You can get them from your gynecologist or primary care physician, at many clinics, or you can use an online birth control service to get them delivered directly to your door.
Then all you have to do is be consistent; take the pill every day at the same time for the best results, and be sure to learn what medications can impact its effectiveness.
Antibiotics, for example, can significantly decrease the effectiveness of oral birth control, leading to accidental pregnancies.
4. The Long Term: IUDs
If you’re confident that you don’t want to have children in the near term and don’t want to worry about taking the pill every day or using condoms or a diaphragm to prevent pregnancy, one thing you can do is have an IUD implanted.

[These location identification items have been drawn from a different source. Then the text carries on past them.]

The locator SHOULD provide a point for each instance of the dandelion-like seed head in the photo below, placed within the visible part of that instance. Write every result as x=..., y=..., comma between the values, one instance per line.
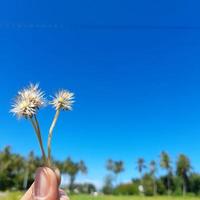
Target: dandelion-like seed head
x=63, y=100
x=28, y=101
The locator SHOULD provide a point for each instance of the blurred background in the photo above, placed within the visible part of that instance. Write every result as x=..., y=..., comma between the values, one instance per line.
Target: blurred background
x=134, y=69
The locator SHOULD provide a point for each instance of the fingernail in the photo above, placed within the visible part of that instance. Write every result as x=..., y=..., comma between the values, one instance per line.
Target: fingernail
x=41, y=184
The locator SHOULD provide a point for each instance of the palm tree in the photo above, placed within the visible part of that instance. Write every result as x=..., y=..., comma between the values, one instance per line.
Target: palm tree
x=140, y=166
x=72, y=169
x=152, y=172
x=183, y=167
x=165, y=163
x=115, y=166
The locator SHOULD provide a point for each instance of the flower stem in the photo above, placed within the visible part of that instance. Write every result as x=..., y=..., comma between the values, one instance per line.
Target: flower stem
x=50, y=135
x=37, y=130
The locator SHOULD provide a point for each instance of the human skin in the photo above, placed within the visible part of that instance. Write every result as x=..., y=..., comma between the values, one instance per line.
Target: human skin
x=45, y=186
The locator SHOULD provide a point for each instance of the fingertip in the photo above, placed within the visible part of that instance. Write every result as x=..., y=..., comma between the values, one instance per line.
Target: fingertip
x=46, y=184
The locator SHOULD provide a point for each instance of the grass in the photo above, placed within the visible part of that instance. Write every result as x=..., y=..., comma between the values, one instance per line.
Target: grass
x=17, y=195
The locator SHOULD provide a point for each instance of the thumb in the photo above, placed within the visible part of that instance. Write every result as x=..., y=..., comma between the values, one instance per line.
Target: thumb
x=45, y=185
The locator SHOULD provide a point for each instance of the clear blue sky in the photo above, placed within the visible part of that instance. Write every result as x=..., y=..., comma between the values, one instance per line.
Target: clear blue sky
x=134, y=67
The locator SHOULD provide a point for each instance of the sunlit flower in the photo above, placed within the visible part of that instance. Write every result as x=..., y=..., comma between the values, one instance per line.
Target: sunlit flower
x=28, y=101
x=63, y=100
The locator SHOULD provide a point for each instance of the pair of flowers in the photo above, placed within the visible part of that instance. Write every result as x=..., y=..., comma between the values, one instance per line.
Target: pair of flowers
x=27, y=103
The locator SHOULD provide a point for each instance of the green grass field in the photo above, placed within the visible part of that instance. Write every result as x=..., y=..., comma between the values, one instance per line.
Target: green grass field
x=17, y=195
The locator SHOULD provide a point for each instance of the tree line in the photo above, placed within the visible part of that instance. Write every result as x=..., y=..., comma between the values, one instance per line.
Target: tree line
x=179, y=180
x=17, y=173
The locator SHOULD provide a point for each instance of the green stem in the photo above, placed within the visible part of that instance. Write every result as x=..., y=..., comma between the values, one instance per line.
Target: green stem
x=37, y=130
x=50, y=135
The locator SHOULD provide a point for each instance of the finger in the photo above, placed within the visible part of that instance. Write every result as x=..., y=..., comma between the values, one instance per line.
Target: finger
x=45, y=185
x=28, y=194
x=63, y=196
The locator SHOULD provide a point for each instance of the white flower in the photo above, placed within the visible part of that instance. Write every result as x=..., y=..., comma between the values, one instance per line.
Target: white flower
x=28, y=101
x=63, y=100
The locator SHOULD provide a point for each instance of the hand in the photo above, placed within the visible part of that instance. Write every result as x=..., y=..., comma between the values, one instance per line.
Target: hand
x=45, y=186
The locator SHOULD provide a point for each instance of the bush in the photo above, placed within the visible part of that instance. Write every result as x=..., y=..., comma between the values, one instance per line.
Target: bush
x=126, y=189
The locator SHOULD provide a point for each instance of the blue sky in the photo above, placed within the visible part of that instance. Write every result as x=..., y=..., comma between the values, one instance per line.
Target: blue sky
x=134, y=67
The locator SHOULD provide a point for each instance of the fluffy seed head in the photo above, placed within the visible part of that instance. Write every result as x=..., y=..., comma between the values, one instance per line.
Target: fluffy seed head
x=28, y=101
x=63, y=100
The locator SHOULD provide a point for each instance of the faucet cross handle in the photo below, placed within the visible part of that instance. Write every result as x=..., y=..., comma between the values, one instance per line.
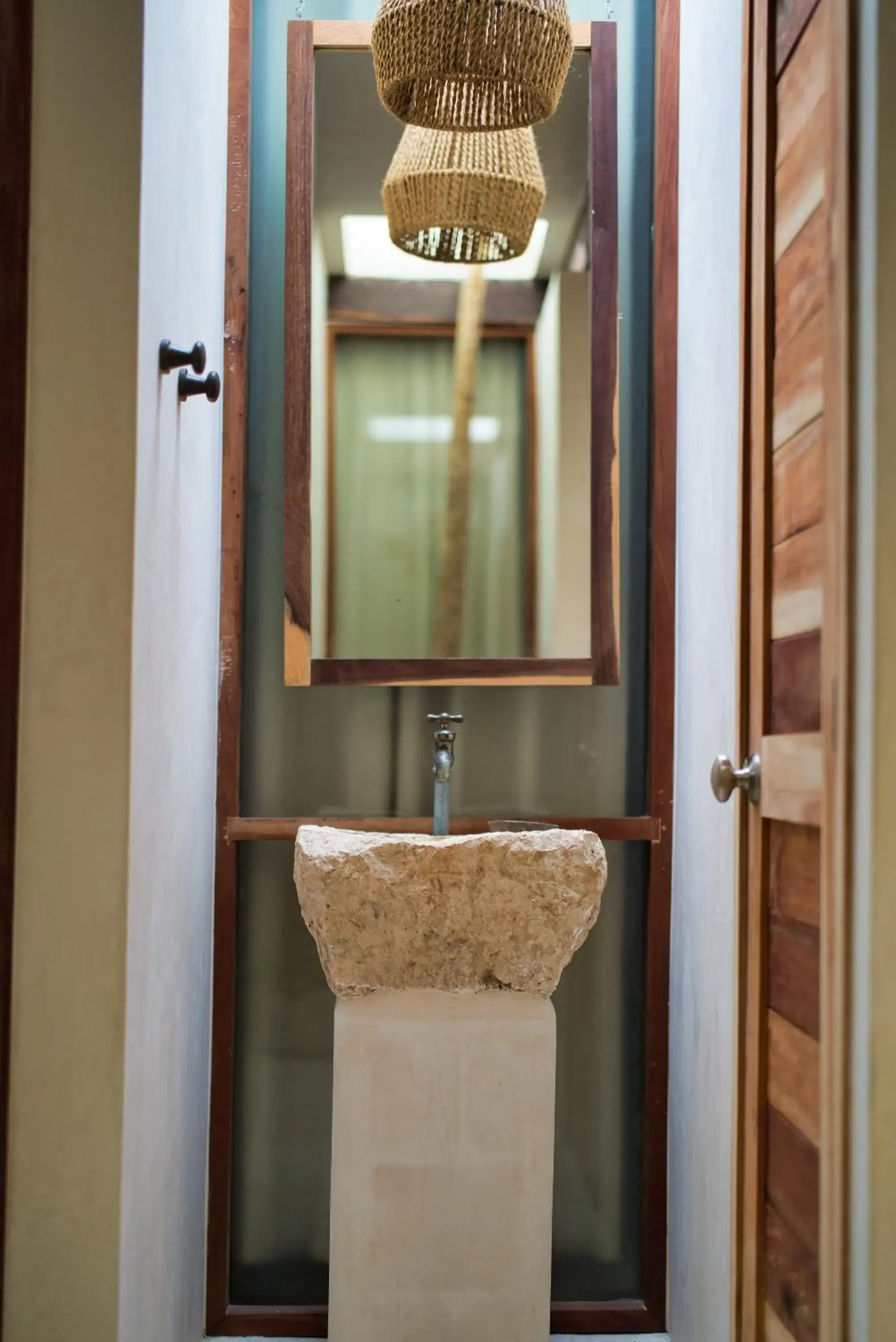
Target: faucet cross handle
x=443, y=718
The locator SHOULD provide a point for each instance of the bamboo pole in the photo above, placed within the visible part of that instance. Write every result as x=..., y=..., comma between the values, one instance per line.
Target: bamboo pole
x=455, y=552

IUDs are a form of long-term, reversible birth control, and like the pill, they come in several forms. Today, hormonal IUDs, which last from three to five years, are the more popular form, but there are also copper IUDs that work for up to ten years.
Insertion and removal can be somewhat painful, but given how long IUDs last, most women who have used them consider them to be worth the discomfort.
5. Your Body, Your Choice
Birth control is a personal choice, and it’s important to find an approach that works for you without excessive side effects or too much inconvenience – and with so many options, you’re sure to find one that works for your body and lifestyle.
Just remember that, with the exception of condoms, birth control doesn’t protect against STIs. If you aren’t sure about your or your partner’s status, you need a barrier method, in addition to your birth control of choice. Your health comes first, so make protection a priority.